Topic outline

  • Instructions

    Format

    Allowed: Pen, paper, ID card and handwritten notes.
    No other extra material is allowed (including no calculators, no printed or copied literature, no computers, no phones, etc.). You are allowed to take any amount of handwritten notes you like, but it is clear that from a larger pile it is harder to find anything.

    Extent of answers

    Good answers to "detail questions" (see below), corresponding to 1 point each, are typically 1-3 sentences. The length of good answers to the other questions scale according to amount of points. For example, good essay answers to "application questions" are typically one page in length.

    Answering questions with how what and why

    Structuring any text with the three questions, "how", "what", and "why", is a very effective way of describing things in general. In the example questions below, typically the question itself already states "what'' is done,  such that your task is to answer the two remaining questions of "how'' and "why''. Often, questions also explicitly ask for "definition'' and "motivation''.

    To illustrate this type of answer, consider the following example question ``Describe AD-conversion of speech?''. The ``how'' part of the answer could be:

    Speech is typically picked up by an analog microphone, where the acoustic pressure waveform is converted to an electric signal where the voltage corresponds to the pressure. Analog to digital (AD) conversion is then achieved by quantizing the voltage to steps, where each step is encoded into a digital number.

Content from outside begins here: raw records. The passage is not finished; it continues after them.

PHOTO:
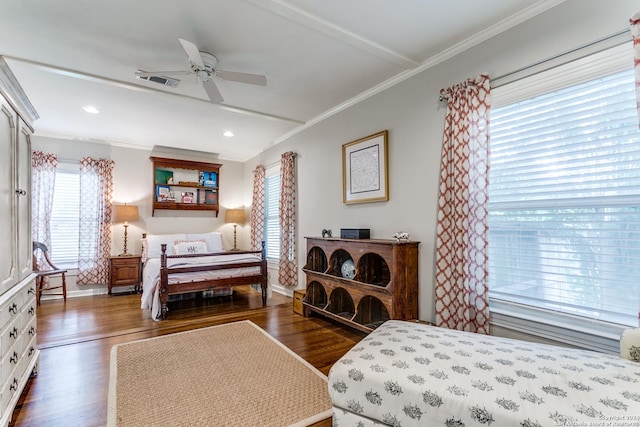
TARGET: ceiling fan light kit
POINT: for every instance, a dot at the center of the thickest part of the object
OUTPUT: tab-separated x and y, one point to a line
203	67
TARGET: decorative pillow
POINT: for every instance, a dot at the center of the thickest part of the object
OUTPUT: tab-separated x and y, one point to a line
189	247
151	245
213	240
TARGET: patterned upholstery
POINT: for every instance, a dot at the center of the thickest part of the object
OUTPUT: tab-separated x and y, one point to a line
410	374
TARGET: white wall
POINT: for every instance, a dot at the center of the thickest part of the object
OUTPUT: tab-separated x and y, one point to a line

    This answer does not reveal why such conversion is useful or important, nor does it explain what we can do with the digital signal. That is where ``why'' comes in:

    Modern signal processing methods are, to a large extent, based on digital computations, such as filtering and time-frequency analysis. While many such operations are possible in the analog domain, they are much easier and cheaper to implement in digital form. Speech signals are therefore often converted to a digital format with an analog-to-digital converter, such that we can, for example, easily visualize the speech signal with a spectrogram or attenuate noise with speech enhancement methods.

    Observe that in many of the example questions below, it is a requirement to answer both parts, "how''  and "why'' to receive a full score.


    Exam structure

    There are four questions:
    1. Detail questions (6x1p).
    2. Basic questions (speech production, speech production modeling, basic phonetics) (most likely 1x6p, but also 2x3p questions are possible).
    3. Algorithmic questions (most likely 2x3p, but either 1x6p or 3x2p are also possible).
    4. High-level (=abstraction-level) application question (1x6p).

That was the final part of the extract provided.